We're making it Wolverine Week on the Who's News Blog because X-Men Origins: Wolverine is the first expected blockbuster of the summer movie season, it opens Friday (some cities will have midnight showings Thursday) and thanks to our Brian Truitt, a huge Wolverine fan, we have our own interviews and Q&As with cast and crew. Plus, I figure any movie that stars the current "Sexiest Man Alive" Hugh Jackman, the heartthrob of Friday Night Lights, Taylor Kitsch, and is directed by an Oscar winner is a movie you ought to know about. Yes, the new Wolverine is directed by Gavin Hood, the South African filmmaker who wrote and directed Tsotsi — the 2006 Oscar winner for Best Foreign Language Film. What makes him the right director for a movie about a mega-popular clawed superhero? Hood, pictured left with Jackman, wondered the same thing at first. But it turns out Jackman is as good a salesman as he is an actor. Click read more below for Brian's interview with Hood, and if you missed it, check out our exclusive Wolverine video.
Photos by James Fisher
Hood was surprised when Jackman approached him to direct Wolverine. But Jackman, who stars as the title character, liked Hood's direction of the emotional journey within Tsotsi, and saw that Tsotsi’s main character had a sense of self-loathing similar to that of the character Wolverine. To get ready, Hood immersed himself in comic books about the mutant superhero. “The first line that hits you when you read the comic books is that famous line of Wolverine’s, which is ‘I’m the best there is at what I do, but what I do best isn’t very nice,’ ” Hood explains. “Some will say, ‘You see, he’s just a badass.’ Yes, he is a badass but there’s something also within that phrase that tells me he’s a character that has a great deal of self reflection going on and that has a significant amount of self-loathing: 'I’m the best there is but I don’t really like what I am or what I do.' There’s a hook to start with.”
The director appreciated that Wolverine was this man fueled by rage, which comes from loss in his life. What really got him into the movie, though, was the character of Victor Creed, aka Sabretooth (played by Liev Schreiber), Wolverine’s half-brother. The back story between the two, Creed’s big-cat movements and their battles, made the film much more than just an action movie for Hood. “It fuels the fights with two things: It gives you the sense that the style is rooted in something, the way [Creed] fights is rooted in some animalistic quality. But it also gives you a sort of emotional propulsion.”
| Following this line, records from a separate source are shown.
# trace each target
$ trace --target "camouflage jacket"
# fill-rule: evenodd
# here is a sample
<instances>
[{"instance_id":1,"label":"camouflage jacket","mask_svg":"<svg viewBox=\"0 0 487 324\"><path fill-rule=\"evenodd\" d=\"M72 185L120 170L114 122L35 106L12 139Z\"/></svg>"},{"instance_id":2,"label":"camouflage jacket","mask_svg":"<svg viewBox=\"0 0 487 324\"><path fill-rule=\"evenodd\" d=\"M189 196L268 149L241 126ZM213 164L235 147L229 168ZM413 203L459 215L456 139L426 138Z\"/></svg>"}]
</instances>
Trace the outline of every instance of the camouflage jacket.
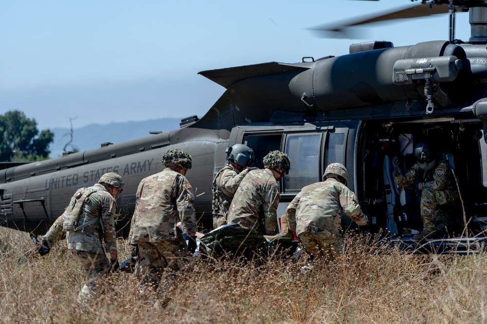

Hood is no stranger to action. He began his career as a star in “very bad B action movies,” and he trained many years in the martial arts style, Shotokan. He also rowed for his South African university. But another major part of his early life was his father’s interest in wildlife photography and the wildlife expeditions they took together. Filming those battles between Wolverine and Sabretooth took Hood back to the days with his dad observing through a camera lens how wild animals behave. “Just before the animal pounces or the moment of fleeting fear in the prey’s eyes or just that simple innocence of an animal, whatever it is, it’s usually in the eyes. Without it, the photograph dies,” Hood says. “And this idea of actually making a movie where we could find the emotional power mixed with action and where we’ve got these animalistic qualities, it felt like I could play with all of the parts of my life that usually seem completely at odds with each other.”